Now, you’ve probably heard of large language models, machine learning models, image generation models, and so on … but “world model” may be a new one. To help explain the concept, we sat down with Googlers Shlomi Fruchter and Jack Parker-Holder.
Congratulations on the launch of Project Genie! What were your roles on the team?
Shlomi: Jack and I lead Genie development together. I mostly focus on our next-gen video and world models and work with the team to investigate new improvements.
Jack: I am a researcher and co-lead Genie. My job is mostly about coming up with new opportunities for our models and then making sure there is a team, roadmap and plan to make it happen.
What exactly is Project Genie?
Jack: Project Genie is a tool where you can create your own world with characters and environments and explore them in real time. For example, travel to an alien planet or dive underwater with sea creatures. Whatever you can think of.
Shlomi: The worlds that we typically want to simulate are variants of the world we live in because that is what we know and care about. Genie predicts what will happen based on the mechanics of such a variant world: “OK, if I’m going to walk into the room that looks like the picture you gave of your room, what will it look like when I walk around? What will the mirror look like? How will the light reflect off the hardwood floor?” All the environmental dynamics – if water is spilled or it rains – the model simulates end-to-end without a game engine running in the background. And you can actually interact. If there’s a ball on the floor, you can actually bump into it and it starts rolling, which is what you’d expect to happen in reality. When the model does a good job, it looks realistic.
Is Genie the first world model?
Jack: There are actually lots of historical papers on world models, but one of the ones that popularized the idea is from 2018 from what was then called Google Brain. Google Brain was our deep learning and AI research team, and it is now part of Google DeepMind. That paper was by David Ha and Jürgen Schmidhuber; it was the first time anyone trained a world model from a visual domain. This is what really popularized the term “world model” in the developer community.
What is the difference between a world model and, for example, a large language model?
Shlomi: Think of it like this: A language model tries to predict the next word. From that, it learns a representation of the language. Later we can learn to have a full conversation with a person and even maybe think about a math problem. Similarly, a world model tries to predict what will happen next in the world based on the sequence of actions that an agent performs. Basically, it is simulating an entire environment, moment by moment, in response to an agent. Through this simple task, the model learns a representation of the world.
So a world model predicts that world based on an environment it’s been trained in. And not just the world, but how things react in that world. Is that right?
Shlomi: Yes. An important part of what happens in a world model is what we call “observation.” When we use this word, it has a narrow definition: visual observation. Observation, more generally, does not have to be visual – you can observe how something feels, feels, or smells. But at this point we’re talking about visuals.

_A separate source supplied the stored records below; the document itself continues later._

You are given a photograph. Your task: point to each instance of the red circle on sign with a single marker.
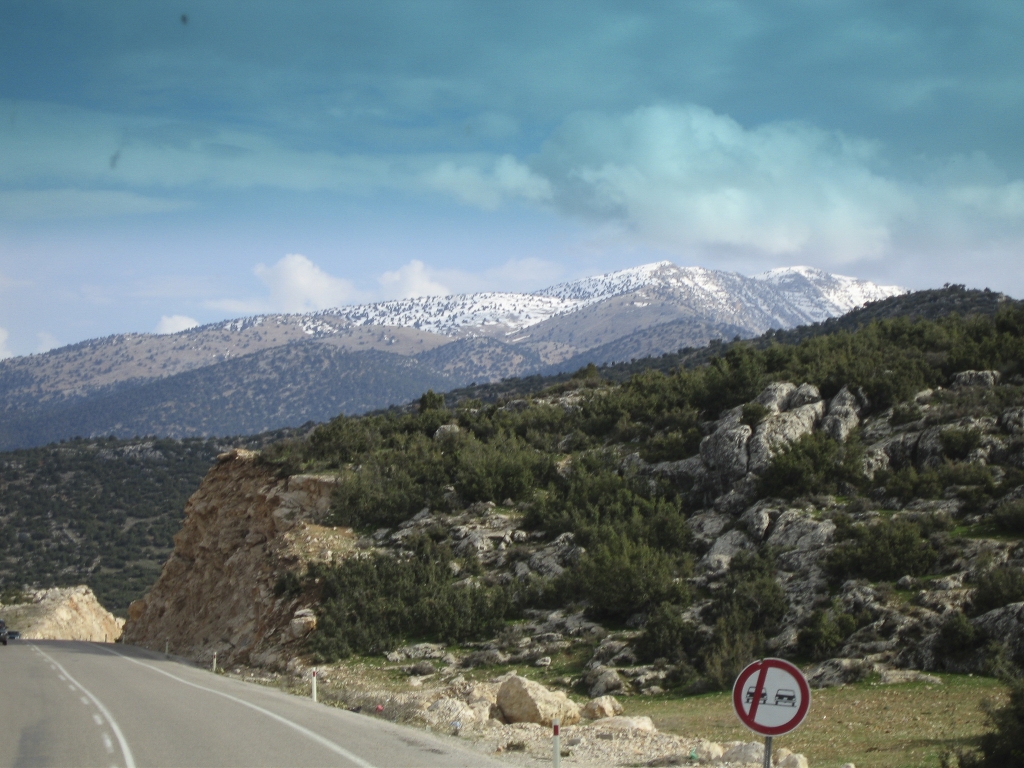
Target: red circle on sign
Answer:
(758, 695)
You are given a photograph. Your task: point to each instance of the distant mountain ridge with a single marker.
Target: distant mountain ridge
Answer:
(266, 372)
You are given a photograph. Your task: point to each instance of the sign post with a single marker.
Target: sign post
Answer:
(771, 697)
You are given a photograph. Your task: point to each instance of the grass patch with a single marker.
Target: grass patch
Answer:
(868, 724)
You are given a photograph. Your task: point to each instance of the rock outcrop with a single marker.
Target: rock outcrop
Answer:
(522, 700)
(245, 527)
(62, 613)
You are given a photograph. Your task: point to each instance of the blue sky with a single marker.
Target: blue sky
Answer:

Got it. How do you encourage Genie?
Jack: The best way to start encouraging Genie is with an image or images – we often use Nano Banana for this – and some text. You can do text only, but it’s also more entertaining to use a visual image. For example, you can upload a photo of a dog on the beach and the text can describe the dynamics of the scene – perhaps something like how the sea is choppy.

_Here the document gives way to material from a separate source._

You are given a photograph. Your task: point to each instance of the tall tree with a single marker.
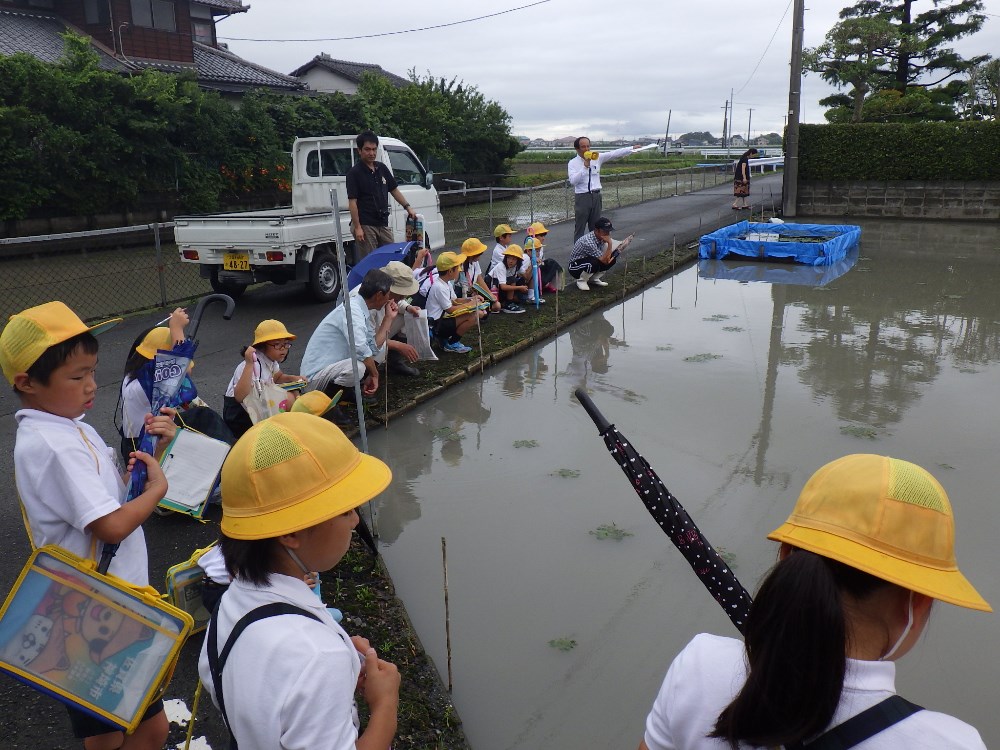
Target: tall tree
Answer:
(921, 56)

What could we use world models for?
Jack: One application is training AI agents to learn how to do things in the real world. Giving them access to our actual world would be dangerous and expensive, but if we could simulate it, it would give us a testing ground. Another is education: you could use a world model to teach a classroom about science and history—imagine 35 kids in a class who aren’t paying attention. Suddenly the teacher brings up a world model on the board: “OK, we’re going to walk around ancient Rome. What are we going to do? Let’s go and ask that person what’s going on.” We can ensure that the model is more historically accurate and make it an interactive experience. For science, you can explore underwater diving – we already have examples of this.